A must read editorial

The Dominion Post editorial on the education sector is a must read.

The editorial concludes that the education sector looks like a hospital emergency ward, pointing out:

* Te Wananga O Aotearoa on life support
* The New Zealand Qualifications Authority is reeling from two damning inquiries
* The Education Ministry has been implicated in the scholarship debacle
* The Tertiary Education Commission is under fire for its oversight of the wananga and funding of “sub-degree” courses.

With regard to the latter, they report that between 1999 and 2003, the number of students enrolled in sub-degree courses increased from 165,000 to a staggering 750,000. Some offered nothing more than a sing-along to Maori lessons, twilight golf or diving practice in Tonga for non-existent jobs. Students were recruited at shopping malls and burger bars and lured by the promise of free computers and mobile phones. But it took till 2004 for the Government to curb the growth of community education, the most frequently abused category of sub-degree courses.

The editorial concludes:

At some point, ministers have to take responsibility for what is happening on their watch. The problems in the education system cannot be explained simply as the doings of a handful of poor administrators.

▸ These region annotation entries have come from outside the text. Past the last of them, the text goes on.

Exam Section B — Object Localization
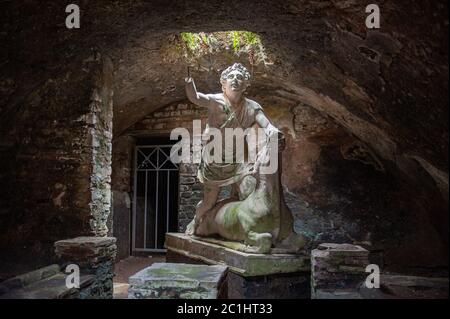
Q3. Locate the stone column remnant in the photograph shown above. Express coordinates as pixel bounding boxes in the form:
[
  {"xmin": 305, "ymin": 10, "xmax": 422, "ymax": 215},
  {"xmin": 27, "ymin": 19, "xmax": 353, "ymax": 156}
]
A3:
[{"xmin": 55, "ymin": 237, "xmax": 117, "ymax": 299}]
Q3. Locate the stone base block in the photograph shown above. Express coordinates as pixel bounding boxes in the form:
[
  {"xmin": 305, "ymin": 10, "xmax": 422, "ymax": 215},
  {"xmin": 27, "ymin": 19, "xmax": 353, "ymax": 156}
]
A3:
[
  {"xmin": 165, "ymin": 233, "xmax": 310, "ymax": 277},
  {"xmin": 128, "ymin": 263, "xmax": 227, "ymax": 299}
]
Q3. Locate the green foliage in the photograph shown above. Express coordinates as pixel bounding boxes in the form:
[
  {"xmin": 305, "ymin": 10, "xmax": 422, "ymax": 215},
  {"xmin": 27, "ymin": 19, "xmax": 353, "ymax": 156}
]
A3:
[{"xmin": 180, "ymin": 31, "xmax": 267, "ymax": 65}]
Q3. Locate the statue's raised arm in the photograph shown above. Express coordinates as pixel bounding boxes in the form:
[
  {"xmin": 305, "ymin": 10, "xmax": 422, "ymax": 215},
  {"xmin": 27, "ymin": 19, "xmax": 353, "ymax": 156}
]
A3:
[{"xmin": 185, "ymin": 76, "xmax": 211, "ymax": 107}]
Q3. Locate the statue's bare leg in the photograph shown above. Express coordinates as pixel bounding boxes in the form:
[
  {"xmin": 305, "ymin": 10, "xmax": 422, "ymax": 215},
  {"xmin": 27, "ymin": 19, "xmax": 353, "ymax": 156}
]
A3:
[
  {"xmin": 186, "ymin": 185, "xmax": 220, "ymax": 236},
  {"xmin": 245, "ymin": 231, "xmax": 272, "ymax": 254}
]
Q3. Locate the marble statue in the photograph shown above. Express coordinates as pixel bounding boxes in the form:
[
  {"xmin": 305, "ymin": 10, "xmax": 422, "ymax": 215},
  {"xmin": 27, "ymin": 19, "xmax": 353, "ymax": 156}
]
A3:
[{"xmin": 185, "ymin": 63, "xmax": 306, "ymax": 253}]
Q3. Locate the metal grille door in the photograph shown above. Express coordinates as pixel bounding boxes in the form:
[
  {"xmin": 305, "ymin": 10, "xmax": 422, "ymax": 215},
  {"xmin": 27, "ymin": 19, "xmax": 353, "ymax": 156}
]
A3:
[{"xmin": 133, "ymin": 145, "xmax": 179, "ymax": 252}]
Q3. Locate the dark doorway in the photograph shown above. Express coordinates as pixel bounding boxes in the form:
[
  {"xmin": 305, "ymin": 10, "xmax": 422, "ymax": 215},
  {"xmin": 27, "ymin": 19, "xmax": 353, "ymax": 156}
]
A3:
[{"xmin": 132, "ymin": 138, "xmax": 179, "ymax": 254}]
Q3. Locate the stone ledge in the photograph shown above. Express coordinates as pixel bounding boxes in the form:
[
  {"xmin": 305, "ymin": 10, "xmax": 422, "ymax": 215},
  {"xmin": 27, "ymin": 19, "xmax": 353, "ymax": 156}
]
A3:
[
  {"xmin": 0, "ymin": 273, "xmax": 94, "ymax": 299},
  {"xmin": 165, "ymin": 233, "xmax": 310, "ymax": 277},
  {"xmin": 128, "ymin": 263, "xmax": 227, "ymax": 299}
]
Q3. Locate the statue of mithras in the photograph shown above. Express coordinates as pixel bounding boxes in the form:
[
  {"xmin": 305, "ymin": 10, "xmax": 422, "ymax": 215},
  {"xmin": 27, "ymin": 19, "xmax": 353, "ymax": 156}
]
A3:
[{"xmin": 185, "ymin": 63, "xmax": 306, "ymax": 253}]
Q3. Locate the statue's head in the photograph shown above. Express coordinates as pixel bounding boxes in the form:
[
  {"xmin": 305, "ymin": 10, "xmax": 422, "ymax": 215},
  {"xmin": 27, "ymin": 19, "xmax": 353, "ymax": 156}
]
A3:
[{"xmin": 220, "ymin": 63, "xmax": 250, "ymax": 95}]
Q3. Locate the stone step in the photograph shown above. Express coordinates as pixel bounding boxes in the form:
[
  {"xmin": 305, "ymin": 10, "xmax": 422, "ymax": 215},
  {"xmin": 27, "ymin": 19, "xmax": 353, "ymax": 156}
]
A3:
[
  {"xmin": 0, "ymin": 273, "xmax": 94, "ymax": 299},
  {"xmin": 128, "ymin": 263, "xmax": 227, "ymax": 299}
]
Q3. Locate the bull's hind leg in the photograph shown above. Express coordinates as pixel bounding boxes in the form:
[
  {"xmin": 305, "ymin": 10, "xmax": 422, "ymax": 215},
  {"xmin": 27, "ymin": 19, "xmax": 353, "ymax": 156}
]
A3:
[{"xmin": 245, "ymin": 231, "xmax": 272, "ymax": 254}]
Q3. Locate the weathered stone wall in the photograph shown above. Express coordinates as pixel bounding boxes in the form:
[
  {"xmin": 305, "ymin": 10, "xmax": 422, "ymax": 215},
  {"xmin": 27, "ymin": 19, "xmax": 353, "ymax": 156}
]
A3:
[
  {"xmin": 0, "ymin": 52, "xmax": 112, "ymax": 276},
  {"xmin": 111, "ymin": 135, "xmax": 136, "ymax": 259}
]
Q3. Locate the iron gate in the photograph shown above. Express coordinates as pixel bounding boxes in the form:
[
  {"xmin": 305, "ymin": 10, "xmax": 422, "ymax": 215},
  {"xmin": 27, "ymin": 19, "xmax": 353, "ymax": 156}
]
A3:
[{"xmin": 132, "ymin": 145, "xmax": 179, "ymax": 252}]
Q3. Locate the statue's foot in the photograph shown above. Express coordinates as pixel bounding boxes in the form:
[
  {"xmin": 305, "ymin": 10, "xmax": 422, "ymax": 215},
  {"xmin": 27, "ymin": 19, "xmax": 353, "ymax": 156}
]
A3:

Ministers have taken their eyes off the ball. Institutions have been allowed to spend vast sums of public money without adequate scrutiny.

Mr Mallard has admitted that he and Mr Maharey both had concerns about the wananga before becoming part of the Government in 1999. At that point, the wananga was receiving $4 million of government funding. Last year, it received $239 million.

Given their earlier concerns about “excessive growth, uneven levels of quality assurance, and management and governance capability”, it beggars belief that they did not act earlier. No organisation can grow that fast without problems.

That it was able to is an indictment on all concerned.